Remember, it's not your job to prevent the reader from experiencing negative emotion. There is no plot without conflict. There is no story without an antagonist. You want to pick your reader up by the scruff of the neck and take him where you decide he is to go. Perhaps you'll lull him with a soft pleasant sequence and suddenly kick him right in the guts. That's a dramatic moment, and good stories are full of them. Perhaps you'll bear down on him with a relentless sequence of darkness and evil, and suddenly tickle him into wild laughter. It's your call, and you need to do some of this, or your story won't have an impact. And a story with no impact is a story that's forgotten as soon as the book is closed, no matter how pleasant it was. The important thing is that you write your story. And when you do that, if it's a good story, you'll engage your reader.

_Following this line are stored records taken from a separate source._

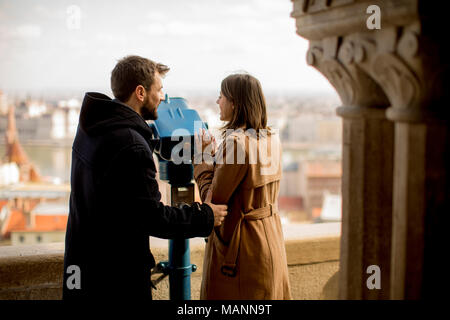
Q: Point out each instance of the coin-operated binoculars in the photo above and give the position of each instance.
(174, 129)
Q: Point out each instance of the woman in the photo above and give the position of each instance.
(245, 257)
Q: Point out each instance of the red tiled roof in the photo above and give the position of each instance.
(290, 203)
(49, 223)
(324, 169)
(15, 221)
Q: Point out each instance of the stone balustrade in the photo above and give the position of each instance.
(35, 271)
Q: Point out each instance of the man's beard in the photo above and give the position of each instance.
(147, 113)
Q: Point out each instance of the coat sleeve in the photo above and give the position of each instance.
(135, 174)
(228, 171)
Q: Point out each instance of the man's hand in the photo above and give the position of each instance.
(220, 211)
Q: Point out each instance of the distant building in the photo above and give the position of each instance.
(41, 123)
(16, 155)
(331, 208)
(48, 224)
(32, 210)
(304, 185)
(3, 103)
(318, 178)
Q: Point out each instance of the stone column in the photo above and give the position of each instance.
(393, 212)
(367, 168)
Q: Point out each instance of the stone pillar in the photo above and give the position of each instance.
(395, 186)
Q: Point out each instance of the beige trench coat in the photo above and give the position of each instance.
(245, 258)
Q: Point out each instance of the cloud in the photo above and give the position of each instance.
(28, 31)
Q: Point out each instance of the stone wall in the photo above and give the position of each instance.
(35, 271)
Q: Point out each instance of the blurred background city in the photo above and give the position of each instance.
(51, 53)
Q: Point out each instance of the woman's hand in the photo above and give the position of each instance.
(204, 142)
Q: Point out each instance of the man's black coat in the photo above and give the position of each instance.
(115, 205)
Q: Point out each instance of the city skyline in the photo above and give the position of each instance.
(48, 47)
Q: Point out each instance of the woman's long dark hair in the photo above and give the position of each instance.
(245, 93)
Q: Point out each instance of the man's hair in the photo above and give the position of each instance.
(132, 71)
(245, 92)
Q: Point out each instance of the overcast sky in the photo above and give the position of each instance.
(45, 46)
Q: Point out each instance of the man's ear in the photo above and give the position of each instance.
(140, 93)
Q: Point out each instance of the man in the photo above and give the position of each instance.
(115, 202)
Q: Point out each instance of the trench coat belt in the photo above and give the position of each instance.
(230, 262)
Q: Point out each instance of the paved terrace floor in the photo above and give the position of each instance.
(291, 231)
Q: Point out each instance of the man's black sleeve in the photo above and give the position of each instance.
(132, 179)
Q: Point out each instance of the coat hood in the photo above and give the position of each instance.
(100, 114)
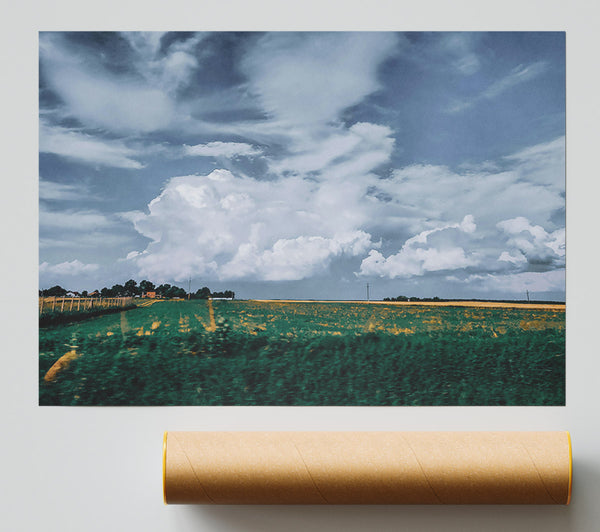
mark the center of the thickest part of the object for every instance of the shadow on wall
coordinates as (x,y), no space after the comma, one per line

Sometimes, when you engage your reader, it isn't going to be pleasant. Cujo  almost broke me. I cried buckets reading that book. But it didn't turn me against King. My early devotion to King's work did run out, but that was because he went too far for me. You see, it was important to me that when I read the last page and closed the book, I could find myself once again in a safe and familiar place. Thank heaven, I'd say to myself, there are no vampires/wendigos/evil alien spacecraft buried underground. When I read Misery, although the book had all the same character engagement, excitement and horror I was used to from King, I lacked that 'safe space' when I finished it. Because cruel nurses really are a thing. I've met them myself. There used to be one at Bendigo Base Hospital; this woman had mastered the art of using one of those harmless ear thermometers to produce an instant of intense, searing agony. So with King's progression to the evil of ordinary humans, I regretfully parted ways with him.

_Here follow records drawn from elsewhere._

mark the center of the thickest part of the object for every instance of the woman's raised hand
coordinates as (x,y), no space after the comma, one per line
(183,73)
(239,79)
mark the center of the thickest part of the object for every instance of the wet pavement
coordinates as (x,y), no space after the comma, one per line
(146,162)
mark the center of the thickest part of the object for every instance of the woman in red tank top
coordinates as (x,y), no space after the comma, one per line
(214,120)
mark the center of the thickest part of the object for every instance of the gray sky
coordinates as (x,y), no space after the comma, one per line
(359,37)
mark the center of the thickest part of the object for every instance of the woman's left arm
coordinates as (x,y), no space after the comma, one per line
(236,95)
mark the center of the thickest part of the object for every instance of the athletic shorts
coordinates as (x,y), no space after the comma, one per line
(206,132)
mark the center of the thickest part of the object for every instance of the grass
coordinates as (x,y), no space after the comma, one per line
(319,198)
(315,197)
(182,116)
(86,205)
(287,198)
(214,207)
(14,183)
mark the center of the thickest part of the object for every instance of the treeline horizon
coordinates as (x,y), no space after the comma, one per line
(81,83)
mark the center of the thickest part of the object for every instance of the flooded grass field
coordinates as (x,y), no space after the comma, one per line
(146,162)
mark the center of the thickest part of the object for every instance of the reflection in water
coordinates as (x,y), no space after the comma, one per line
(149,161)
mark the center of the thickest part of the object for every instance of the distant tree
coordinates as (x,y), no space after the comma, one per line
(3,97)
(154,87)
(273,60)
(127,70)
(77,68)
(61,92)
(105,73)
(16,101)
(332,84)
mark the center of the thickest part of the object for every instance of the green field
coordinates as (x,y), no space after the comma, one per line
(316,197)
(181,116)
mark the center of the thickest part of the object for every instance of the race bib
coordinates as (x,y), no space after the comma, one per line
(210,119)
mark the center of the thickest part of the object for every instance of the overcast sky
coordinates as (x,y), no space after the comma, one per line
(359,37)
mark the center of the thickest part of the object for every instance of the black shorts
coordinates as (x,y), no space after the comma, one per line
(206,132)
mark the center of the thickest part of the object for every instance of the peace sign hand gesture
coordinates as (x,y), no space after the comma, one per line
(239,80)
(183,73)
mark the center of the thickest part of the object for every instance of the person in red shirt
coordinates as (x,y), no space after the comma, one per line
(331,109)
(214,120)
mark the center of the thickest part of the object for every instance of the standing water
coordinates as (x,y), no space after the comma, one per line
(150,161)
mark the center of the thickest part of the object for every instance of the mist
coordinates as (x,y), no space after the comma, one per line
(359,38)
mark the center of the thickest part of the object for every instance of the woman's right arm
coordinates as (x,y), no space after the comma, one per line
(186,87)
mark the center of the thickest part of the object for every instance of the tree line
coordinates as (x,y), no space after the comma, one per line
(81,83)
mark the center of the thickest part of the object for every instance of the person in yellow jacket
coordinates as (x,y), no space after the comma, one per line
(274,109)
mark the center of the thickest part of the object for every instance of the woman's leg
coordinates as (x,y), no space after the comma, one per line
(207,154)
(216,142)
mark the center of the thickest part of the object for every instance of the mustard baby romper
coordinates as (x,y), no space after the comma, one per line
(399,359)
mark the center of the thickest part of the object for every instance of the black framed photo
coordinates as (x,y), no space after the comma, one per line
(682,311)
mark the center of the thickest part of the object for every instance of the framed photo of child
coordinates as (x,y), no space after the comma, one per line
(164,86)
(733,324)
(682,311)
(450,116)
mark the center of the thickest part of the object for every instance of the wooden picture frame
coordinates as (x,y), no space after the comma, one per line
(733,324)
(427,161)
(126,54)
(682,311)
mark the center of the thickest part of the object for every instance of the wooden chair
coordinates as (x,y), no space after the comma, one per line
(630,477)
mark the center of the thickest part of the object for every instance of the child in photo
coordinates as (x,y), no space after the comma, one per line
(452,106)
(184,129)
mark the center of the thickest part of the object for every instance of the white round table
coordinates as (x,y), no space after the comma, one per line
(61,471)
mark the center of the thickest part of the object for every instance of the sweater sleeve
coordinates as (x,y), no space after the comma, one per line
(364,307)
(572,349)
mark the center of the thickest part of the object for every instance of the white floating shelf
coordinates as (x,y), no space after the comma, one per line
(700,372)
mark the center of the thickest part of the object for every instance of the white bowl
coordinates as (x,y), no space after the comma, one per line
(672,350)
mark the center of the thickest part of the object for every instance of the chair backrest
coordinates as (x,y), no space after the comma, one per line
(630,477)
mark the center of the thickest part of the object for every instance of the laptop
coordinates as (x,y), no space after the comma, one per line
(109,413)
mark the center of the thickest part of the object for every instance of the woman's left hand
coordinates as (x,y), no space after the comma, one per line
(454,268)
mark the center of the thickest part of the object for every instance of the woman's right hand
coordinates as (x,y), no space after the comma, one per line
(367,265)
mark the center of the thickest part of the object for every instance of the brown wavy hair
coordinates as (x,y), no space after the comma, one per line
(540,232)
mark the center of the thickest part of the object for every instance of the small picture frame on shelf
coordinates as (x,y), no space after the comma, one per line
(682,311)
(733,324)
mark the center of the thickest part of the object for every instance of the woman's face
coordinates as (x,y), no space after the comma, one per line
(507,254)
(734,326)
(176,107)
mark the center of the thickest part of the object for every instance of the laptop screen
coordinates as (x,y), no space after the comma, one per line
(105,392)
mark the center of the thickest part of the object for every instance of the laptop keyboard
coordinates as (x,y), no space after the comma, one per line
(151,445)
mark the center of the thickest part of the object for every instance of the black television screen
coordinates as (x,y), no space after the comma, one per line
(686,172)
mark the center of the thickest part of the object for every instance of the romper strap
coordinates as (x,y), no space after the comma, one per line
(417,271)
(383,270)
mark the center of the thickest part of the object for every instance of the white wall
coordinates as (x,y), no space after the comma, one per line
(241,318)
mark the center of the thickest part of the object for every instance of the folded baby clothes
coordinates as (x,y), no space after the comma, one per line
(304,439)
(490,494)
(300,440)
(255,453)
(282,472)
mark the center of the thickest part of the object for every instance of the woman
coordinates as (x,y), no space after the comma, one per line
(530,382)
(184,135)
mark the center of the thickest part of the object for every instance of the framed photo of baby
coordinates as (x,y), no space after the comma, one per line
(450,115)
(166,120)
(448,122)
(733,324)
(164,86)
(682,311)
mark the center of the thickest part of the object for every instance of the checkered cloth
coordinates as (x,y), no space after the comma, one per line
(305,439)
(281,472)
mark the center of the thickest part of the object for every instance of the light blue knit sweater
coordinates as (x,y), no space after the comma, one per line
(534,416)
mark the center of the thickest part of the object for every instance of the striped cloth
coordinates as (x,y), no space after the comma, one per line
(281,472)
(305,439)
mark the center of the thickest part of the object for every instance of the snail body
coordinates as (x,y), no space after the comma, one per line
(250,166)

Was King wrong to take this new direction? I don't think so. Certainly from my personal, selfish viewpoint I regretted it, but in his shoes I'd not have done anything different. Perhaps at some stage he asked himself, is this new direction 'going too far' for some readers? Perhaps not. Either way, I can almost hear him saying something along the lines of 'bugger that, I'm sticking to my story.' 

If King did, in fact, consciously advert to the possibility of some of his readers being driven away by the new direction he was taking in his work, he certainly didn't allow himself to be deterred by it. And I believe he was utterly right. If he had deliberately turned his back on where his vision was leading him, I believe his work would have lost the authenticity that it has; that voice of conviction that makes his books work as well as they do. And, of course, his enduring popularity has proven him right, at least in a commercial sense. 

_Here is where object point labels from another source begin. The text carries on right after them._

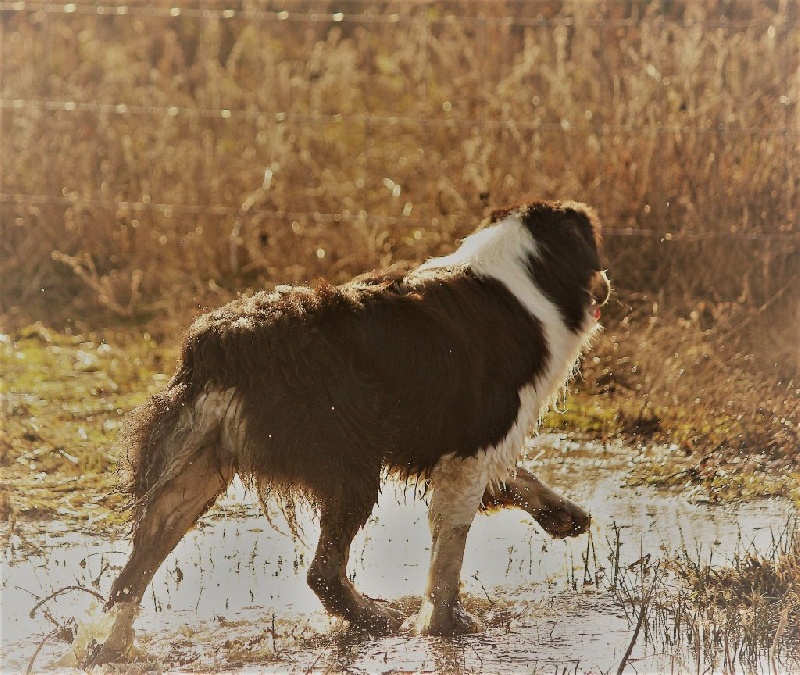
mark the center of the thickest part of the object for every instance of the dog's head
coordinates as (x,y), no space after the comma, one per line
(565,261)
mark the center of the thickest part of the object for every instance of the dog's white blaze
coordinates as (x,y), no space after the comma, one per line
(458,484)
(499,252)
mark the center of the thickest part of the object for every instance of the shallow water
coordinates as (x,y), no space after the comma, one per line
(232,597)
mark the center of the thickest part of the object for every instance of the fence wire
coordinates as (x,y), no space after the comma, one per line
(519,14)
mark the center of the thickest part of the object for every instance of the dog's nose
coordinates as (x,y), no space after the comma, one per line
(601,288)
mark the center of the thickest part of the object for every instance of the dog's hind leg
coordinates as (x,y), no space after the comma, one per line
(458,485)
(340,519)
(557,515)
(167,517)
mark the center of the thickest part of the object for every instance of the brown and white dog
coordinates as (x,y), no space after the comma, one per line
(314,393)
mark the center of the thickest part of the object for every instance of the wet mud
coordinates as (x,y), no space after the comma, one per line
(232,597)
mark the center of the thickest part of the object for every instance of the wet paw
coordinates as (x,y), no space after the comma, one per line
(446,620)
(567,520)
(98,654)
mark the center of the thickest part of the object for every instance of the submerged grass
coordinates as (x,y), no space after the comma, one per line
(712,617)
(63,398)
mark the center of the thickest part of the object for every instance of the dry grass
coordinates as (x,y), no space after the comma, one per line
(157,164)
(731,617)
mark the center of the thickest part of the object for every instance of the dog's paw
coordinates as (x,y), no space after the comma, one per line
(98,654)
(566,520)
(442,620)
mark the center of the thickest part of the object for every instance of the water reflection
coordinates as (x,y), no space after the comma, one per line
(233,595)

Just as you shouldn't be put off writing your story because of the imagined feelings of some snowflake reader, neither should you chicken out from reaching into the damaged places in your own soul. If you're an adult, then bad things have, at some point in your life, happened to you. In fact I'd go a bit farther than that, although it's only speculation, and suggest that if you're a writer, you're probably damaged in some way. The hurt, the fear, the anger of past suffering are like fuel to the engine of your writing. If, for instance, which God forbid, you're a rape survivor, then at some point you are probably going to want to write about that, and your own experience is going to give you a particular authenticity when you do so. 

This, of course, means that in the course of your work you'll have to confront your own demons, those long-buried monsters that you'd consciously forgotten. This can be painful and frightening. And you know what? You need to suck it up, because, along with copy-editing, that's one of the painful aspects of writiing.